(Be sure to visit the tab on this site entitled “Flip to Fun-Schooling”, which gives lots of detailed information and links.)
Your first step in changing over to Fun-Schooling is to think about what is currently working well, and what current curriculum options and methods are not a good fit for your kids.
Take courage and get rid of all the stressful stuff. Take it out to the car right now, or burn it, or donate it. If your kids really hate it, let them burn it. Celebrate a new beginning and replace everything that didn’t work with Fun-Schooling.
New Fun-Schoolers often need to start with a few of the the smaller more focused journals, or just a Core Journal and stack of library books that the child loves.
The whole goal is to take away what isn’t working and replace it with something that brings your child joy. Some things need to wait, like reading or multiplication. You know these things matter, but your child isn’t ready to master them. Your child may need an extra year or two to develop the mental skills for certain things. So focus on the skills your child is ready to learn and stop pushing the things that stress the child’s heart and mind.
There are so many wonderful ways to learn, we don’t have to settle for boring or miserable things, just because it’s always been done that way.
Also, celebrate your child’s efforts, talents and small accomplishments. It’s common to just hammer away at the problem areas and make our kids feel like failures. Everyone will have a happier existence if we focus on the good things and not our worries.
No one wants to live under a magnifying glass that is constantly zeroing in on the flaws, yet that is what traditional education is all about… counting our mistakes and judging us and grading us based on all the imperfections in our work. This is no way to live, or raise a child. This method of education and parenting is the reason most of us to think we will never be good enough because we can’t be perfect.
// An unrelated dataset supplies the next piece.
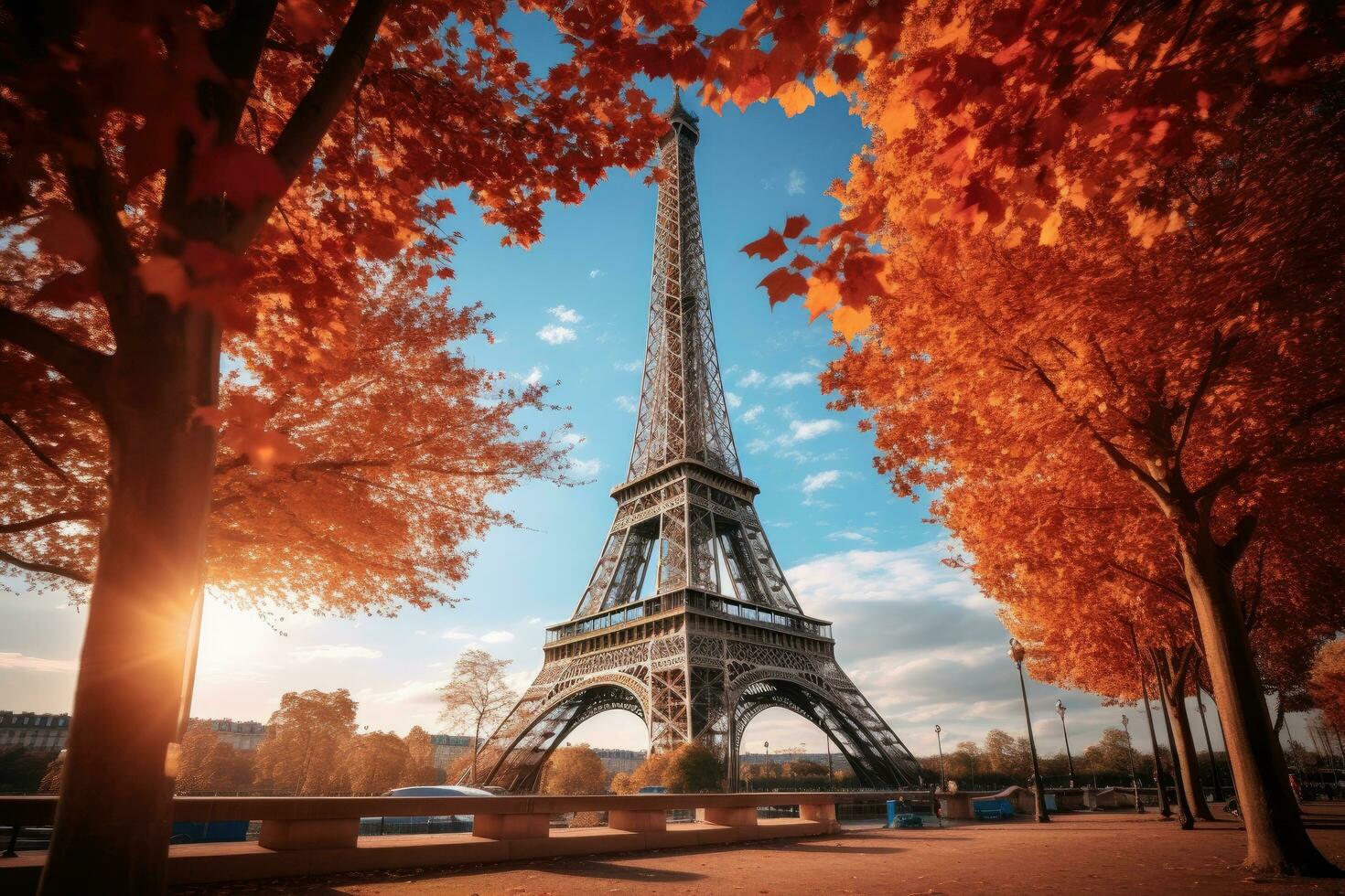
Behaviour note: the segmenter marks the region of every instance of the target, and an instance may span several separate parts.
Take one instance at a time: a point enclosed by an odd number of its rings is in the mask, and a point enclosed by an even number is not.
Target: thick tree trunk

This is why we don’t have grades and answer keys in Fun-Schooling Journals. They base the child’s education on research, logic, thinking, being resourceful, problem solving, creativity, a quest for knowledge–all based on the child’s passion and career dreams.
My children love learning because it’s a quest for the mystery of knowledge, power, understanding, beauty, skills, and invention. Learning something brings each of us closer to unlocking an ability or solving a mystery.
Remember when your child was four or five and they were so curious about EVERYTHING that they asked you 900 questions a day? Traditional schooling snuffs out that curiosity. Fun-Schooling nurtures it.
Bring back the wonder, the joy, the curiosity. It’s time.